More than 1 million Americans have made a similar choice, signing up for high-deductible health insurance policies and associated HSAs since the program was introduced in late 2003 according to the Washington-based industry group, America’s Health Insurance Plans.
The new plans are a bit complex, but a growing number of insurers offer them.
Under federal law, the policy must have a minimum deductible of $1000 a year for an individual and $2000 for a family; maximum out of pocket expenses; for example, copayments required for surgical procedures, cannot exceed $5100 for individuals and $10,200 for families.
People Help With Their Own Health Insurance
Policyholders, meanwhile, can set up HSAs that they fund with their own money. Employers also can contribute to their workers’ HSAs. HSA contributions, generally set an amount equal to the policy’s deductible, can best be used to cover health care costs, and unused money can be carried over at year’s end. This differs from company sponsored Flexible Spending Accounts, health care savings plans in which unused money is forfeited after Dec 31 of each year.
Some companies are replacing existing catastrophic health coverage plans with the new plans because they see HSAs as a good way for workers to handle the higher deductibles. Others see them as a way of making workers more mindful of health care spending.
Health Insurance For The Young And Uninsured
The new policies are especially attractive to young singles, people in relatively good health and higher income people who can afford to cover higher out of pocket costs.
The new policies also are attractive to small businesses and the uninsured. Of the new policies purchased through eHealthInsurance, more than 40% were purchased by people with annual incomes below $50,000, almost half were families and more than one-third had been uninsured.

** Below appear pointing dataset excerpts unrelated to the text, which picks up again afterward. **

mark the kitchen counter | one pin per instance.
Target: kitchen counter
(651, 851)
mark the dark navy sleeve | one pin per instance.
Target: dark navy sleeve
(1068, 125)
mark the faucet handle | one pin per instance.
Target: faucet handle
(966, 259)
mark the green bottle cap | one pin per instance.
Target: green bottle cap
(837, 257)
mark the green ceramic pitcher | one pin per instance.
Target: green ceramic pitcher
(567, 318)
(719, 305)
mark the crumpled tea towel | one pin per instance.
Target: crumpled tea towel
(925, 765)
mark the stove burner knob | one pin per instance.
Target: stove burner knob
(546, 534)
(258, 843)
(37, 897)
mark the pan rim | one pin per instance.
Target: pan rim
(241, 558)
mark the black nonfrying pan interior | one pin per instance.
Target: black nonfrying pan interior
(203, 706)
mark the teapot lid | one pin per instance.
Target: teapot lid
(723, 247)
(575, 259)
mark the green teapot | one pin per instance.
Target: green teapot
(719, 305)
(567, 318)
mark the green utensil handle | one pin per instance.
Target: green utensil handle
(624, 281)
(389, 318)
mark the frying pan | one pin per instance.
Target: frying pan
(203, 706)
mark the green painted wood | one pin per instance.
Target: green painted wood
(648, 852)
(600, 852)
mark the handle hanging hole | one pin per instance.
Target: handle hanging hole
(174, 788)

It’s the affordability. Participants get a lower cost premium and the money they probably would have been spending can be run through a savings account to buy day to day medical services.
More companies will adopt the plans because the trend is that more of the burden for health benefits is going to be moved to the employee.
On the other hand, people who can afford to fund the HSAs and don’t need to draw them down entirely to cover annual medical expenses will be able to let them grow tax-free. In retirement, the excess savings can be used to purchase long-term care insurance and to pay for other qualified medical expenses.
That means that they’re more popular for those approaching retirement age, especially if they don’t have company plans available to them.
There are many health insurance alternatives, so it’s important that people asses their individual needs.